With a grimace, Lily gave in. "Fine, let's go," she sighed. James grinned at her. Remus flopped to the grass exactly where Peter had been. His body had left a faint impression in the grass.
The others held their breath. One second… two… three… four…
Nothing happened.
Remus sat up with a puzzled expression. "Maybe you're not heavy enough?" suggested Sirius.
"Padfoot!" Remus cried in an aggravated tone.
"I'm just saying… I'm not making fun. Just… he's bigger than you. It's a fact," protested Sirius.
Remus, being a reasonable person, conceded the point and moved on. "Help me add more weight then," he said.
Sirius dropped down beside him on the grass.
Still, nothing happened.
James joined his friends, even though the two of them were already far heavier than Peter. Still nothing.
"What the hell?" moaned Sirius. "Why won't it work anymore?"
Lily wouldn't admit it, but she was relieved. They weren't going to die after all.
Honestly, she hardly knew the guy. Peter was the quietest of the four friends and rarely talked to her at all. She wasn't sure she was willing to risk her life for him.
"I guess we'll have to find Wormtail another way," muttered James.
But Remus wasn't ready to give up yet. He sat in the grass with a scowl on his face, straining his brain for some idea. He got his companions to do everything he could think of, and the young wizards eagerly tried everything Remus suggested. They jumped and flopped and dropped and rolled and kicked, all to no avail. They tried recounting their previous conversation… nothing.
The perseverance of the boys gave Lily a shock. She'd never seen them like this. Gone were the easygoing appearances and the casual sarcasm. This was serious business.

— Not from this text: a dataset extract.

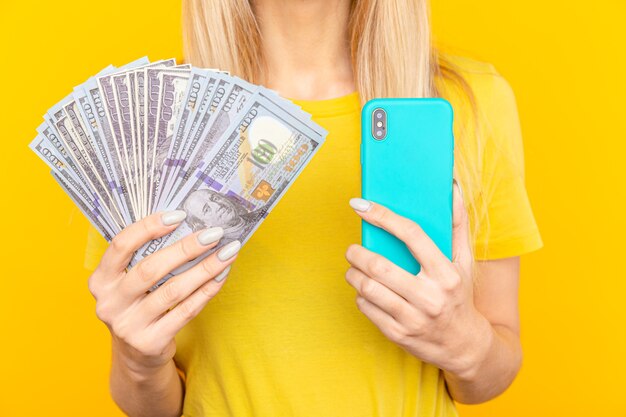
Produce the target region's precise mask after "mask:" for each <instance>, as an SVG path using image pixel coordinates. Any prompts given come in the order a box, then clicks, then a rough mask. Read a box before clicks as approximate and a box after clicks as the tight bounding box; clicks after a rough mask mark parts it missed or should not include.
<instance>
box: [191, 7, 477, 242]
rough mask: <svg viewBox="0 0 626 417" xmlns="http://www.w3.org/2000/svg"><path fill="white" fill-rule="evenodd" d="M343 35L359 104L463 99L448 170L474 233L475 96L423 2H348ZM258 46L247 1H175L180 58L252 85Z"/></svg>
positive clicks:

Remus was so serious that he even managed to convince his mates to injure him in the same places Peter had been hurt, but even that didn't work. In the end, he admitted defeat. They would not reach Peter this way.
Lily was awed at the boys' devotion to Peter. All of them were shockingly persistent. Clearly the four of them were very close, and Lily wondered what could possibly create such a strong bond.
It was well after nightfall when the boys called it quits. The moon was a crescent, the unusual angle making it resemble a celestial grin. Though there wasn't much of it, moonlight illuminated the field brightly, making everything easy to see.
They decided to sleep in the field where Peter had vanished simply because they were now convinced it was perfectly safe. After everything they'd done they were in exactly the same state they'd been in before (aside from their current exhaustion which hadn't been there previously). Surely sleeping here would be safe.
And if the grass decided to transport them as it had Peter, well, that's what they wanted in the first place.
A/N: And there we have chapter five.
By the way… have you ever noticed the spelling of bookkeeper? oo kk ee… Yeah. Well, I thought it was interesting, anyway.